With the high rate of cybercrime in the country, people need to watch their bank accounts closely. Even a handful of bank charges can push a person into debt.
Following these tips from Lifehack, they will help you avoid extra charges and keep the money that belongs to you.
Know What You Bank Is Allowed To Charge
The government sets regulations that prevent banks from charging outlandish fees. Despite this, some banks still get to charge relatively high fees for simple mistakes and services.
Always read the fine print before opening an account. If your bank updates its policies, read the new fee structures so you understand exactly what your bank can charge.
Open With The Right Bank
I won’t be suggesting any bank in particular, however, when opening an account find the right bank. Not all banks try to make money from every sing transaction.
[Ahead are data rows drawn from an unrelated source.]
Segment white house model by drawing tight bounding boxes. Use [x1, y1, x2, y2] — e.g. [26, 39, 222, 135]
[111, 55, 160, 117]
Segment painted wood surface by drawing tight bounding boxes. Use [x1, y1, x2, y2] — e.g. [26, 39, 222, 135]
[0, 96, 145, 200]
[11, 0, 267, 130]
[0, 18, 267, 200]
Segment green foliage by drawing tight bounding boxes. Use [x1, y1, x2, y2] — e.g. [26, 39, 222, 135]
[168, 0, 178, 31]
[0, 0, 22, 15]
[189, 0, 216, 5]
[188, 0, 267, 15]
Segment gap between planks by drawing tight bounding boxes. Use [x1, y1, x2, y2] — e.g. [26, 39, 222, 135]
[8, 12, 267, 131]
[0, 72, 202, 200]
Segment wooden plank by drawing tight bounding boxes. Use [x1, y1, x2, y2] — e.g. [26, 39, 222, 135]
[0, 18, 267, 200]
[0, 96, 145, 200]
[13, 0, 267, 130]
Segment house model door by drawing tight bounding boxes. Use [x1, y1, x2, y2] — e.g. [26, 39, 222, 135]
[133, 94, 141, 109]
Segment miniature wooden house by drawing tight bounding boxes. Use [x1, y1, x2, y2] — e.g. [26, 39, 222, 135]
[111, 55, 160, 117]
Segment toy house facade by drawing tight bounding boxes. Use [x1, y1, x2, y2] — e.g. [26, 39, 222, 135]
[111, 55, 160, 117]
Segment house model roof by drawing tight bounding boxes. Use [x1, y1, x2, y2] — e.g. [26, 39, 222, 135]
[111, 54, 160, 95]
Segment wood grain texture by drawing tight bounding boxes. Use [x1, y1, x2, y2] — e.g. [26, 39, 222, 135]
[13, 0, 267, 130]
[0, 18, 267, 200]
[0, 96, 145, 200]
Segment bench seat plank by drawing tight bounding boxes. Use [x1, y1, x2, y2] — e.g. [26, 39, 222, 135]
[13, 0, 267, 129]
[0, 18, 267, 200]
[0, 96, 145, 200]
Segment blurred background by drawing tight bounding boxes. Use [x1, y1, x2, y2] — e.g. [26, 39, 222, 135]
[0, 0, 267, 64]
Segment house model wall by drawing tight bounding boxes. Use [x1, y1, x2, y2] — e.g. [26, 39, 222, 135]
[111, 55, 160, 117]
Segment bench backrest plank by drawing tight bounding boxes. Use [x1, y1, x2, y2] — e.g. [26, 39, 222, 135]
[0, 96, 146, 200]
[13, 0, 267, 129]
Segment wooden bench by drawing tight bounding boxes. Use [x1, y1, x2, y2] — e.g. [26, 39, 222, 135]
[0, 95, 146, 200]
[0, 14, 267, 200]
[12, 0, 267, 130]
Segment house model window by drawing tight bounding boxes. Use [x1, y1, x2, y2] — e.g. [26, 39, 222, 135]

If you are tired of ATM withdrawal fees or talking to a teller, search for a bank that doesn’t charge for things like that.
Choose An Account With Fewer Charges
Even though two people may use the same bank, they may both pay different amounts for similar services. You can save money by choosing an option that matches the way you prefer to use your account.
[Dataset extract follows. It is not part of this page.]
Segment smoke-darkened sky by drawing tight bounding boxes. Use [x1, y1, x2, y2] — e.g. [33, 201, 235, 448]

For instance, if you prefer going inside the bank to talk to a teller, you may have to pay a fee unless your account covers the service. Other accounts may charge for using ATMs.
Find an account that will charge you less for the services you plan to use.
Use online banking to avoid paper statement fees
Now that most banks offer online services, members may have to pay extra for paper statements. As long as you have a computer and Internet connection, you can avoid those paper statement fees.
Most banks will let you choose whether you want paper or electronic statements. Ask if you have to pay for paper statements. If you do, consider opting out of that service. You would spend less money printing your online statements than having the bank send you paper versions in the mail.